Make Your Move More Eco-Friendly

AUTHOR: Lisa Campo

Prepping for a move? Use these donating and recycling tips to make moving as eco-friendly as possible.

Moving is an inevitable part of our lives in the 21st century. Whether you’re buying your first home in a small town, moving into an apartment in a big city, or buying a larger house to accommodate a growing family, you’ll have to do it at least once in your life. If you’re one of the many people who’ve become concerned about their effect on the environment, it’s your job to make your move as eco-friendly as possible.

Preparing is the most important part of a move. Prep right and you’ll save time, money, peace of mind, and the environment.

Use recycled or used moving boxes (or rent plastic ones)

During the stress of your move, it’s going to be tempting to walk into your local moving-truck-rental store and buy an array of boxes for cheap. But if you care about the environment, there are other ways to get your moving boxes.

  • Search your local Craigslist, neighborhood buy/sell Facebook group or other neighborhood community resource. If you’re in a city, you’ll be able to find used moving boxes from a neighbor for free or an extremely reduced price. People are always looking to get rid of moving boxes – most don’t want to throw away so much trash, but can’t fit all those boxes into their recycling bins or travel to a recycling center.
  • Buy used moving boxes online. You’ll be amazed at how many companies/websites offer them.
  • Rent plastic moving bins. A great way to cut down on your waste. You can return them when you’re done! Check out BungoBox.com as an example. There are many other companies online if you want to compare pricing.

If you must purchase new boxes, at least make sure they’re made from recycled materials. When you’re done with your move, put your boxes up for sale or giveaway online.

Another idea to remember: if you’re not near a donation center, Give Back Box lets you use your old boxes to send in donation – and the shipping is free.

Once you’ve acquired your moving boxes, you’re ready to go on an eco-friendly packing spree.

Donate, Recycle, Donate, Recycle

Don’t pack anything that you’re not going to use in your new home. Now’s the chance for you to simplify your life – or to just get rid of toys, clothes, and furniture that doesn’t fit into your life anymore. Besides, why pack something that you’re just going to leave in a box for the next 2 years?

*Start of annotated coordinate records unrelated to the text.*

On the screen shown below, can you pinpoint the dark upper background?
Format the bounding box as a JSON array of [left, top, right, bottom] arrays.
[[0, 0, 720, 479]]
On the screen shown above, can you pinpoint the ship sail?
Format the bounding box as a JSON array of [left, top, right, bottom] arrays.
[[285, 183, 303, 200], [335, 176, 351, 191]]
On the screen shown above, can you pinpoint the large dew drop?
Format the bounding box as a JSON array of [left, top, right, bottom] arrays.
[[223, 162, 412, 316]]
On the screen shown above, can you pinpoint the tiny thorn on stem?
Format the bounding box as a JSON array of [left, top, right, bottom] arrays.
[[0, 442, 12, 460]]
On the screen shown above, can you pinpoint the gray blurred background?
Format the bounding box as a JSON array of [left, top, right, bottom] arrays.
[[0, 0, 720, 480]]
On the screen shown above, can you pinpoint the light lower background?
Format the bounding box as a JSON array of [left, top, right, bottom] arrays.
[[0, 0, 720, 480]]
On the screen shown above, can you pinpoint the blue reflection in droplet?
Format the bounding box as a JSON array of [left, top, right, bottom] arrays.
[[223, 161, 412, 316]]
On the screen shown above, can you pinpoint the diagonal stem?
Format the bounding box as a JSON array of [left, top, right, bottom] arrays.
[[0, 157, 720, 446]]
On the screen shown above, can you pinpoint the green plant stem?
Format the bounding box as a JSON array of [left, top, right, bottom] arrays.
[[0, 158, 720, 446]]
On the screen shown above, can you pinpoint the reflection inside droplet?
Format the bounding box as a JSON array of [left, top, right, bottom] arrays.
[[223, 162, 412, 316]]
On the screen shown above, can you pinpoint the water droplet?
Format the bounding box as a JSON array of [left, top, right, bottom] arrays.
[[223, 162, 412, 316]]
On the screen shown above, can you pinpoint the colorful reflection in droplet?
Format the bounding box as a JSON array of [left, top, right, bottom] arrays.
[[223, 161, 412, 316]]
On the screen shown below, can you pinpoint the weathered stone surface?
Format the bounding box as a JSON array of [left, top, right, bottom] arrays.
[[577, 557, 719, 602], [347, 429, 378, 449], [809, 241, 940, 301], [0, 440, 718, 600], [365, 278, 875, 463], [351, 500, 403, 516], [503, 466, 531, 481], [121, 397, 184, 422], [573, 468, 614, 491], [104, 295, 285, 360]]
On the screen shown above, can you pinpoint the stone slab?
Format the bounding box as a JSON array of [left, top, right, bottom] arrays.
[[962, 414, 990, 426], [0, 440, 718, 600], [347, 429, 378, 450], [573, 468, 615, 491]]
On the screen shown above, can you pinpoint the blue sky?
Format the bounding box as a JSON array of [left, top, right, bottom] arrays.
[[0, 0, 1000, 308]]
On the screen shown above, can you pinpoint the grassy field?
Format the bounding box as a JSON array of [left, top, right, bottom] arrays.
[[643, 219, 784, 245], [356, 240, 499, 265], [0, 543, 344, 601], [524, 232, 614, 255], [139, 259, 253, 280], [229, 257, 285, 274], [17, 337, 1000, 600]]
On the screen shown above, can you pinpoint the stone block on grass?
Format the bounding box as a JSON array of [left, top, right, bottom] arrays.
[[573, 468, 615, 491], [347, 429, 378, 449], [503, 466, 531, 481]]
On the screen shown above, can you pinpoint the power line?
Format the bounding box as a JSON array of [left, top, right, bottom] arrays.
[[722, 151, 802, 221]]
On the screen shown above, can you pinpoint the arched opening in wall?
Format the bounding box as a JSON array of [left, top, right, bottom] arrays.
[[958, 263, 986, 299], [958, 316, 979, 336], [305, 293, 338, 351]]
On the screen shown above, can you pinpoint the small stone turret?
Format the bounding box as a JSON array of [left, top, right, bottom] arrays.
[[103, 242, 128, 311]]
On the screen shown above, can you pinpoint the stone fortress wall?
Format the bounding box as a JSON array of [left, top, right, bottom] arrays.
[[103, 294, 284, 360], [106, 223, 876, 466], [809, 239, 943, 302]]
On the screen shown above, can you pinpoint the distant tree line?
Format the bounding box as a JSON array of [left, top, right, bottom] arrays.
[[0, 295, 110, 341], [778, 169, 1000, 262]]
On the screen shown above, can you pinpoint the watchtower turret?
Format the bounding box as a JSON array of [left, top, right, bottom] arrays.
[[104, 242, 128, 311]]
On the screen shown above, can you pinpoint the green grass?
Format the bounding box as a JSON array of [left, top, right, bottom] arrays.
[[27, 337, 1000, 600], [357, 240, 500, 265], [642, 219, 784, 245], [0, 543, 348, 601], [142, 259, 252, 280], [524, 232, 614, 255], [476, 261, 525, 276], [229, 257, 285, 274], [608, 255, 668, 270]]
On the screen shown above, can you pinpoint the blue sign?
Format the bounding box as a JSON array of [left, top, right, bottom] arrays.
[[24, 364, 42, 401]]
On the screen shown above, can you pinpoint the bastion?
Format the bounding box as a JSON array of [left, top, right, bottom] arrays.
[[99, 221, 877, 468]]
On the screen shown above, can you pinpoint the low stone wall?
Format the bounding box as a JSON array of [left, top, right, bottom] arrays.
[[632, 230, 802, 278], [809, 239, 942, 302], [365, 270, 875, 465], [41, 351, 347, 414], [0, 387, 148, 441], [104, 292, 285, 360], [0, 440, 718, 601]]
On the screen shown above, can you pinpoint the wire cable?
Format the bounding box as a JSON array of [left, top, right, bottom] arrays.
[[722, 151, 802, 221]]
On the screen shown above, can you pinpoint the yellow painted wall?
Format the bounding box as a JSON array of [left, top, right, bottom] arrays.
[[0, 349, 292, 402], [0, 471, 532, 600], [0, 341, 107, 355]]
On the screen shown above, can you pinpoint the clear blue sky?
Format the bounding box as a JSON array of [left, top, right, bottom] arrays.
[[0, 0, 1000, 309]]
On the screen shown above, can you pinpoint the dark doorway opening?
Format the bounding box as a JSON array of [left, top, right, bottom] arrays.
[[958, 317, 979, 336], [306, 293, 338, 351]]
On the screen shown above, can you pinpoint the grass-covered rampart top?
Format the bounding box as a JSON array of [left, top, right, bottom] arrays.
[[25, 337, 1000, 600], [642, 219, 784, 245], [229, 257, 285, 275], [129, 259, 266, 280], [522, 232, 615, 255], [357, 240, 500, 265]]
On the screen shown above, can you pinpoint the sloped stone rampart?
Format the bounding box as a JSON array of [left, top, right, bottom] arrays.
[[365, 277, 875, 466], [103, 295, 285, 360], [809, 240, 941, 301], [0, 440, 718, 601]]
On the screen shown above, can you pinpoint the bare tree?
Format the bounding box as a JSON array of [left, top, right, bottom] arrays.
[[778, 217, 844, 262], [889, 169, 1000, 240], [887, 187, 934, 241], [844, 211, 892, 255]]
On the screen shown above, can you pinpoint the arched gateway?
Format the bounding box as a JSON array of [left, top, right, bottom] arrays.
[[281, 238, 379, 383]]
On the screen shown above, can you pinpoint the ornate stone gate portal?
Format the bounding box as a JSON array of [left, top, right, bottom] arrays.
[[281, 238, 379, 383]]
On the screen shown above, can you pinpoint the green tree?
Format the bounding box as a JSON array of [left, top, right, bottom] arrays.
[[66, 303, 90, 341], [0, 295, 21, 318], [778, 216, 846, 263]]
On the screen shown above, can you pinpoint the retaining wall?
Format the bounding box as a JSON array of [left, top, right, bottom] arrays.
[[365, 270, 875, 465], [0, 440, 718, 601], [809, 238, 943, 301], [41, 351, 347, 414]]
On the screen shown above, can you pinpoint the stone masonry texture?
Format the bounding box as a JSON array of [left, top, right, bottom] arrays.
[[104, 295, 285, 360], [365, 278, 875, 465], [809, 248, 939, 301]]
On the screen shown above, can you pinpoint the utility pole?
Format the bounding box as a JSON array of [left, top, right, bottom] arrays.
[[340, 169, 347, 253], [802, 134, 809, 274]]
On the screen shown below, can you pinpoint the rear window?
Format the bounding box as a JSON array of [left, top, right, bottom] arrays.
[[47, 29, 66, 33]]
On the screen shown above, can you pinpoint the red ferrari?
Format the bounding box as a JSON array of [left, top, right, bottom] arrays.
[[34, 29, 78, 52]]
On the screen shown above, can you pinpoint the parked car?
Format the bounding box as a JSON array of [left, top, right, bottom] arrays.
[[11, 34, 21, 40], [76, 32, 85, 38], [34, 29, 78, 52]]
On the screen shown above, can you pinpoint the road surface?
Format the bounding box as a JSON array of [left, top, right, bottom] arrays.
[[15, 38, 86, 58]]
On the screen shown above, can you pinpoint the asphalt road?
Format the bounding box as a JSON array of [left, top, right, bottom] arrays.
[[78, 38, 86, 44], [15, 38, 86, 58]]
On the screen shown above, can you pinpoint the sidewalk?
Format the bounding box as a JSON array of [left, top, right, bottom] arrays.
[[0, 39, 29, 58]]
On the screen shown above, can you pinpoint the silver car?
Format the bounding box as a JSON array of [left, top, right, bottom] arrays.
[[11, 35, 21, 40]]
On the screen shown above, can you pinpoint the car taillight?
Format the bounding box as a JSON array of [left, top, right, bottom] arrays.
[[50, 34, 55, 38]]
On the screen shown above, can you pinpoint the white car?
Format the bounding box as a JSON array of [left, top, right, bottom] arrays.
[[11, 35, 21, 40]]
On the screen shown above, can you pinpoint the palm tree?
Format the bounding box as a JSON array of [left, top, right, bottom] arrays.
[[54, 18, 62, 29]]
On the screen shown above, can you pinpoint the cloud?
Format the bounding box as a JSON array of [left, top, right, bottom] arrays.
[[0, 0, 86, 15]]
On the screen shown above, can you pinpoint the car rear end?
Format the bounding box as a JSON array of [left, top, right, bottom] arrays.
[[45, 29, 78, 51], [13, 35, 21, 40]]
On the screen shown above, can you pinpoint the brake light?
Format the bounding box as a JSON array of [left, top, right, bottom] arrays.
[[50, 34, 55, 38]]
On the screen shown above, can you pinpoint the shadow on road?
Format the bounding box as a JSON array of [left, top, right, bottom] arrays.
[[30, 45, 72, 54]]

  • Donate anything that you still haven’t unpacked from your last move. You know what I’m talking about. Have you even used that waffle maker since you got it from your wedding registry? Unless it’s something of emotional value, it’s safe to say you don’t need it.
  • If you haven’t used it in a year, donate it. This is, by now, a well-known rule of thumb when it comes to donating clothes: If you haven’t worn it in the last four seasons, you’re not going to wear it in the next four, either. The same goes for items in other rooms of the house.
  • If your kids haven’t played with a toy in a few months, donate it. Unless it’s a childhood teddy bear or blanket. Have teenagers? They’ll have old clothes to add to the pile that no longer fit them or that they don’t wear anymore.
  • If you need to throw away any of the following items, recycle instead: batteries, computers, cell phones, CFL bulbs, televisions. Learn more about special items and how to recycle them.
  • Think outside of the box. You can recycle old jeans into housing insulation. Nike recycles tennis shoes into a new line of shoes and clothing called Nike Grind – find a Nike location where you can drop off shoes to be recycled. Best Buy accepts many different types of electronics and appliances for recycling, and you might even be able to trade them in for a gift card. If you own it, you can probably give it away to a good cause.
  • Don’t just donate to Goodwill or Salvation Army. Shelters of all kinds need clothing and linen donations – even animal shelters! Consider calling local homeless, women’s, or animal shelters to ask what kinds of donations they’re looking for.

Hard on You, Easy on Earth

You’ve got your used boxes and you’ve donated and recycled all that you can. Use common sense and a few good tips to make the best out of packing up and moving your home.

Use your linens and towels to pack delicate items. Forget the bubble wrap, paper, and packing peanuts. Wrap your plates and cups with kitchen towels. For less delicate items such as picture frames, use your sheets, blankets, or anything soft.

Use clothes to wrap and pack jewelry. Scarves can be tied like they’re bags – they work well for this.

If you need paper, use newspaper or the newsprint ads you get in the mail. It’s easy to recycle, and even if you don’t have a newspaper subscription, you probably can save up all those snail mail ads for packaging.

If you need packing peanuts, use biodegradable ones. Uline.com offers them for cheap.

When you’re finished, remember to recycle any trash.

Keep the environment in mind in your new home, too. Buy CFL or LED bulbs. Think about getting solar panels (many cities and states have tax incentives for installing them). Learn about composting.

Phew, it’s almost over

You’ve unpacked and ready to let everyone know about your beautiful new home. Don’t mail postcards (We’re saving the environment, remember?): Take a nice photo and send an e-card or email to your friends and family. Paperless Post offers lovely free e-card options.

Even if you can’t achieve all these suggestions, doing one is better than none.